Adding -ing to a verb gives it the properties of either an adjective or a noun. In the first case, it is known as a participle (of the so-called “present” variety), in the second as a gerund, or “verbal noun”. Other parts of this blog consider each of these -ing uses individually (see 52. Participles Placed Just After their Noun and 70. Gerunds), but here I wish to examine them together in order to offer a clearer idea of their similarities and differences.
Two important similarities between the two kinds of -ing word are their common ability to describe a directly-following noun, and, in other situations, their retention of verb properties like having their own subject/object and being describable by an adverb. The following sections focus separately on each of these.

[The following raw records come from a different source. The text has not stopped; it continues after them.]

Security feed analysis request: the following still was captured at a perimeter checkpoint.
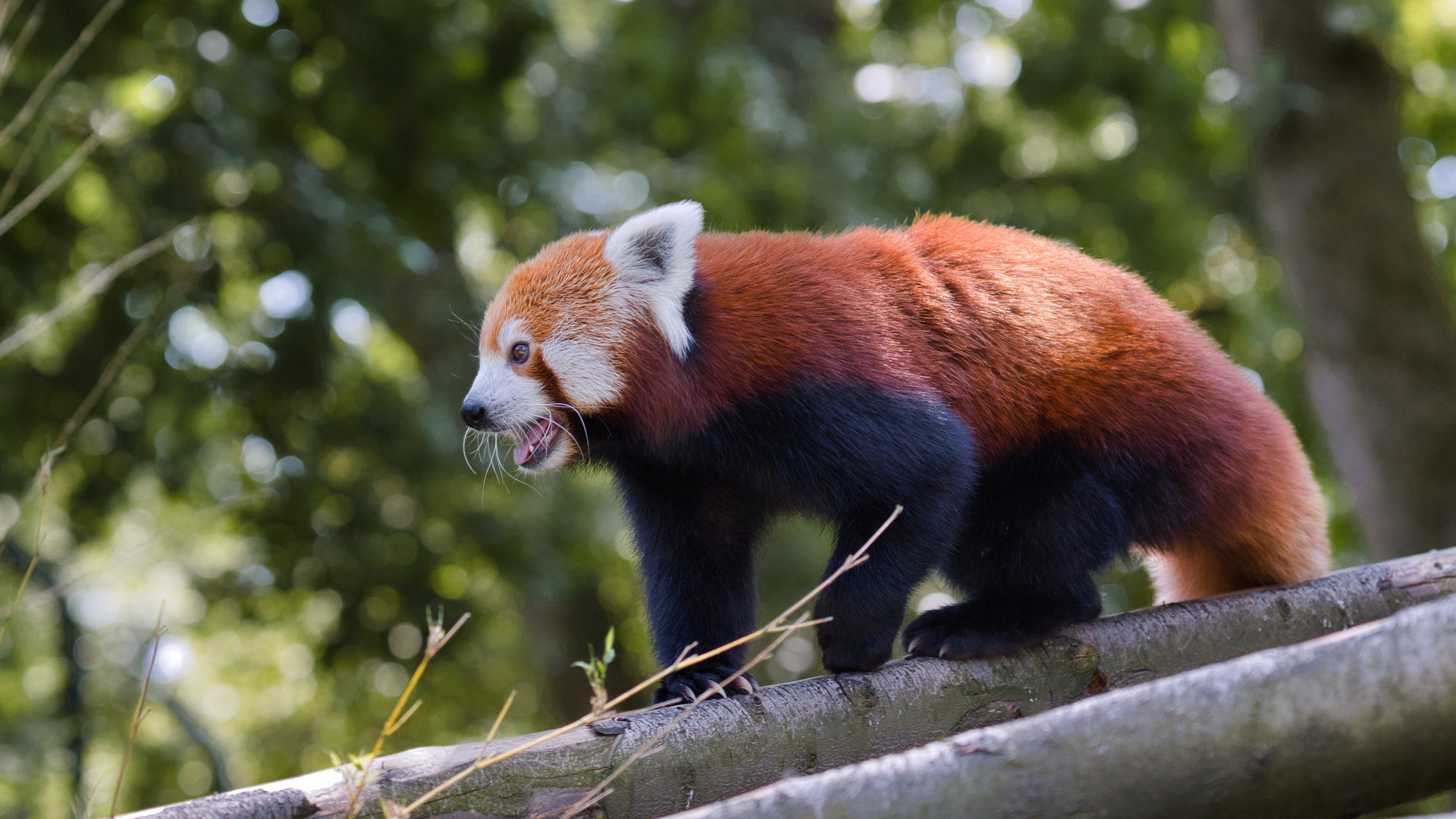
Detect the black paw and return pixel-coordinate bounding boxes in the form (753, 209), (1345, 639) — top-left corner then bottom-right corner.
(653, 665), (759, 703)
(904, 602), (1052, 661)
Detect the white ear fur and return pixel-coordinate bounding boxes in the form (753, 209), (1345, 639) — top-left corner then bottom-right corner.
(602, 199), (703, 361)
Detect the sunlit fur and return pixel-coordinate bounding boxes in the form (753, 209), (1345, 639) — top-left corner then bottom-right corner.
(472, 204), (1328, 701)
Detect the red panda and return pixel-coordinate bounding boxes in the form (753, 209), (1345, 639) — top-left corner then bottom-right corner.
(461, 202), (1329, 698)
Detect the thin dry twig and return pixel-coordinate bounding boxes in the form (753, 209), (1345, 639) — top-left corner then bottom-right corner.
(0, 2), (45, 92)
(0, 314), (150, 643)
(344, 608), (470, 819)
(0, 486), (45, 646)
(561, 611), (827, 819)
(0, 0), (127, 147)
(22, 320), (152, 504)
(0, 131), (102, 236)
(111, 602), (168, 819)
(0, 118), (51, 211)
(0, 222), (192, 358)
(404, 504), (904, 816)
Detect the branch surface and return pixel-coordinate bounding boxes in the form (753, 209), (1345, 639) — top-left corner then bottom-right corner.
(119, 548), (1456, 819)
(678, 590), (1456, 819)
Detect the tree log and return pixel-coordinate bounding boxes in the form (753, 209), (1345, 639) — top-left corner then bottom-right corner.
(1212, 0), (1456, 559)
(119, 548), (1456, 819)
(678, 590), (1456, 819)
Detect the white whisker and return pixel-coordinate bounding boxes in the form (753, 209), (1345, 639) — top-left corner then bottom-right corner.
(460, 429), (477, 474)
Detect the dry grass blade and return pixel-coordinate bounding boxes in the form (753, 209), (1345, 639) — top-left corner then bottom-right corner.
(0, 119), (51, 211)
(14, 322), (152, 509)
(401, 691), (515, 816)
(561, 610), (826, 819)
(0, 131), (100, 236)
(0, 222), (190, 358)
(111, 604), (166, 819)
(393, 504), (904, 813)
(0, 322), (150, 643)
(344, 608), (470, 819)
(0, 3), (45, 92)
(0, 0), (127, 147)
(0, 488), (45, 646)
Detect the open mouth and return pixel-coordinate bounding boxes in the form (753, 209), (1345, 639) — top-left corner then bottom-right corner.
(512, 418), (561, 469)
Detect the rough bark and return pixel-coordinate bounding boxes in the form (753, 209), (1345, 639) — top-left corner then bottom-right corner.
(122, 548), (1456, 819)
(678, 590), (1456, 819)
(1212, 0), (1456, 557)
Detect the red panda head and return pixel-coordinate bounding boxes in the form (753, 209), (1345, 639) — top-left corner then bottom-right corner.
(460, 201), (703, 472)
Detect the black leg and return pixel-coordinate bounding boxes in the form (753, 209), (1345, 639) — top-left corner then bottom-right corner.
(814, 485), (970, 672)
(904, 453), (1131, 659)
(618, 466), (766, 701)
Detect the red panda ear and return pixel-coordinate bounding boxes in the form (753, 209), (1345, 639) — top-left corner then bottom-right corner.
(602, 199), (703, 359)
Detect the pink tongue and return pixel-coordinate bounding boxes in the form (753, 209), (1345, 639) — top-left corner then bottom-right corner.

DIFFERENCES WHEN “-ing” WORDS DESCRIBE A DIRECTLY-FOLLOWING NOUN
Participles describing a directly-following noun are practically the same as adjectives. Examples are a reassuring smile (similar to a friendly smile), falling prices (cp. low prices) and boiling water (cp. hot water). Like adjectives, these -ing forms can be placed after their noun with that is or that are in between, e.g. a smile that is reassuring/friendly, prices that are falling/low (some can even drop that is/are, e.g. the picture emerging – see 52. Participles Placed Just After their Noun).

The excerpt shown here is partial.